Solar Hot Water: An introduction

On average, 9% of a home’s electricity usage goes toward heating water, so homeowners who are looking to save money and shrink their carbon footprint often consider installing a solar hot water collector.

Solar hot water systems are pretty intuitive. Rather than photons from the sun knocking electrons off of silicon (as we explain in Solar 101), which is the extremely complex process of photovoltaic solar panels, energy from the sun can simply get absorbed into an atom. We experience that increase in energy as heat. The darker the coloring of the surface, the less light is reflected. That means more photons are absorbed and more heat is generated.

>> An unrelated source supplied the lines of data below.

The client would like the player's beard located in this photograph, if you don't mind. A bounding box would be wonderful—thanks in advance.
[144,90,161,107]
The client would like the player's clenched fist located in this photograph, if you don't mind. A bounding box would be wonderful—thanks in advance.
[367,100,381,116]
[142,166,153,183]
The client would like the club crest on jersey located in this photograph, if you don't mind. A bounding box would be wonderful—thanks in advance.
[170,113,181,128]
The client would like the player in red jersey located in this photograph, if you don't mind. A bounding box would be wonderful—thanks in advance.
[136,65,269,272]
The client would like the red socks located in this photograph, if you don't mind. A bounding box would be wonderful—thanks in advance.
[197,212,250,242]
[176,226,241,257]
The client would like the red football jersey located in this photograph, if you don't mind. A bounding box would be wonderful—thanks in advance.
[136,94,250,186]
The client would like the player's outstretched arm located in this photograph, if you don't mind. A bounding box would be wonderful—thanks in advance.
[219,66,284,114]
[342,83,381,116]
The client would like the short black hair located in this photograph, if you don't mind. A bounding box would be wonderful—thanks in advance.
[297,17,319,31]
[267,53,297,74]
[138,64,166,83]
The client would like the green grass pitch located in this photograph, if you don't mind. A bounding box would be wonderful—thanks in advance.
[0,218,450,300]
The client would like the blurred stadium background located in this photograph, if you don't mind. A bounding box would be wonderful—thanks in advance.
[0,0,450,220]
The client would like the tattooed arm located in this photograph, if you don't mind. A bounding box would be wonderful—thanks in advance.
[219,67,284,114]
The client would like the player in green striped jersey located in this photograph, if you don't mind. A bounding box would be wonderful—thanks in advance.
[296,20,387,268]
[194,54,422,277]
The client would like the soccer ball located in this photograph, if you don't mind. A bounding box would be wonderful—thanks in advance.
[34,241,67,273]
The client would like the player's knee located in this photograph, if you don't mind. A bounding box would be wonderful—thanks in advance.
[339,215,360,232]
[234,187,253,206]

Solar hot water equipment uses this heating principle in one of two ways. Either the water is run through black tubing which is set up to get as much sunlight as possible; or, for colder climates, a fluid like anti-freeze is run through the black tubing. The warm anti-freeze is then circulated through copper tubing inside an insulated tank of water, warming the water while keeping the anti-freeze isolated so the water doesn’t get tainted.

These heaters, known as solar collectors, can have a tank of water above the panel, in which case the warm water rises and the cool water falls into the black tubing to get warmed. In colder areas, the water tank would freeze when exposed to the elements, so it’s placed inside the home, and a pump keeps the water moving between the tank and the solar collector.

In Minnesota, the ideal angle for solar thermal is quite steep because the sun stays so close to the horizon in winter. In case temperatures drop too low, or the skies are cloudy for too many days, many systems include a small gas or electric heater that kicks in automatically when needed.

Another design variation replaces the flat panel with glass cylinders. The black tubing is coiled up inside, and as much air as possible is pulled out of the cylinders to make use of the universe’s best insulation: vacuum. However, this design is generally not recommended for Minnesota because they do not handle our climate well.